1. Introduction

The MoCha Oncogenic MOI Annotator (MOMA) utility is a sequencing platform agnostic tool used to annotate variants from a NGS sequencing assay and classify the variants as Mutations of Interest (MOIs) or Variants of Unknown Significance (VuSes). These classifications are based on annotation data from Annovar, which will indicate a variant’s location, functional effect, population frequency information, etc., and mapping them to OncoKB, where the variant’s Oncogenicity and Effect can be determined.

In addition, simple filtering is performed on the output data to remove variants that are not clinically relevant. We remove variants that are above a set population frequency as determined from GnomAD, ExAC, and 1000G, as well as non-coding variants (i.e. intronic) and synonymous variants. The remaining calls, then, are mapped to OncoKB and the variant’s Oncogenicity and Oncogenic Effect annotation is added to the variant call if there is a match.

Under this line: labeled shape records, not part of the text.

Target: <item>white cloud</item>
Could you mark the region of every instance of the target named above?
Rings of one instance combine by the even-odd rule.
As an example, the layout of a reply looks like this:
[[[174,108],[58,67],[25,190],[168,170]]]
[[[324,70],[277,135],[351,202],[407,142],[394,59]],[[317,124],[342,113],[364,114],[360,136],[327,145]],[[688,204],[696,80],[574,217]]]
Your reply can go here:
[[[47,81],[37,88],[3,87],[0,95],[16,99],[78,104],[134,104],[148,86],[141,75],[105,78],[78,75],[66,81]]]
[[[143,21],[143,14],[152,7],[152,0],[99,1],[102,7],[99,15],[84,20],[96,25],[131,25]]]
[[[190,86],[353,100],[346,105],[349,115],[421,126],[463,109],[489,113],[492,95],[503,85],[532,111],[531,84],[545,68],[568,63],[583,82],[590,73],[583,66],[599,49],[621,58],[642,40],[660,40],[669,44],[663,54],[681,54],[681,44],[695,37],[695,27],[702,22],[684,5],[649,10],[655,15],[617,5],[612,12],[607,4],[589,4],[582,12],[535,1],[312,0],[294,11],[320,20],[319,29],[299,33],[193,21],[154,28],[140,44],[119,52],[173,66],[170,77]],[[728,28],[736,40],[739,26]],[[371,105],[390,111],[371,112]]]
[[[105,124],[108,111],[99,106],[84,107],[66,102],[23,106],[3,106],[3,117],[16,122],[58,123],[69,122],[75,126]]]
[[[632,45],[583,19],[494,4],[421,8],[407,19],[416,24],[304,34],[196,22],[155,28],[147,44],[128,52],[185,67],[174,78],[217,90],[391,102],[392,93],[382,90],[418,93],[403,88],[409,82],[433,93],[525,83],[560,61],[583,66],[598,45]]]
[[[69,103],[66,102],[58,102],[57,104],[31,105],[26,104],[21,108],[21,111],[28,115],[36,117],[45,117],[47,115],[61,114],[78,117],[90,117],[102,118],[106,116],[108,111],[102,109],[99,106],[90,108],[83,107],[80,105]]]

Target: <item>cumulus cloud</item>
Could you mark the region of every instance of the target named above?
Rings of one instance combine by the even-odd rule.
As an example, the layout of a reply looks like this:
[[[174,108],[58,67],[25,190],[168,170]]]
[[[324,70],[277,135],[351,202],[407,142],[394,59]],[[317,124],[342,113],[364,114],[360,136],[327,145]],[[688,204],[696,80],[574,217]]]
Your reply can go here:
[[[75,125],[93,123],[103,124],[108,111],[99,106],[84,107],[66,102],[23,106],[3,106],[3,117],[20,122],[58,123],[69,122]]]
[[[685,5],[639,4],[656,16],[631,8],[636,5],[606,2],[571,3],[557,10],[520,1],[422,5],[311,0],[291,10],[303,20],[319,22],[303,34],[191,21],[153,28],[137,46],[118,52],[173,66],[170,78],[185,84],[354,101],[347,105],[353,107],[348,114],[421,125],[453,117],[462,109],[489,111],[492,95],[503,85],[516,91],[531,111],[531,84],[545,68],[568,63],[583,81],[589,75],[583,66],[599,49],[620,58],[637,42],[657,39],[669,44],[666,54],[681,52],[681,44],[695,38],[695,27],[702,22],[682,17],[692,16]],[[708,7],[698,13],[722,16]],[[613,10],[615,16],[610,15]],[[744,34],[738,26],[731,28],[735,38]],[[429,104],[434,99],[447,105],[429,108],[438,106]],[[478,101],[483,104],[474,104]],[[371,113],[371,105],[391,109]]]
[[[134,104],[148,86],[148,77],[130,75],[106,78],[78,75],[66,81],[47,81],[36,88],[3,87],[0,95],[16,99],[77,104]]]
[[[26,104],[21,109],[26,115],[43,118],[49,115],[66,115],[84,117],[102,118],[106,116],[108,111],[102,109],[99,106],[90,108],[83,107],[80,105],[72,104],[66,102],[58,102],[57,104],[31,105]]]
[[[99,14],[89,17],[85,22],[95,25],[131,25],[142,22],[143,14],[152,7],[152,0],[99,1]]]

MOMA is designed to be compatible with VCF files from all NGS platforms, either natively, or with the addition of a simple helper script to modify the input to be compatible with the annotation pipeline. MOMA can also run starting from a MAF file. In fact, the first steps of the MOMA pipeline when starting from a VCF file, is to annotate the data and generate a MAF file that the tool will use for downstream processing. As shown below, the spirit of the tool is to be able to accomodate any kind of data, using helper scripts to stage the data in a way that can be easily processed through the rest of the tool

1.1. MOMA Workflow

_images/moma_workflow.png

Each MOMA run should start with a VCF file from the assay platform of choice. From that VCF, a Single Base Substitution 6 (SBS-6) matrix is generated and the number of base changes corresponding to those 6 categories is tallied, along with computing the number of transitions, transversions, transition to transversion ratio (Ts/Tv) and deamination score. See more about this data in the SBS-6 Output for details.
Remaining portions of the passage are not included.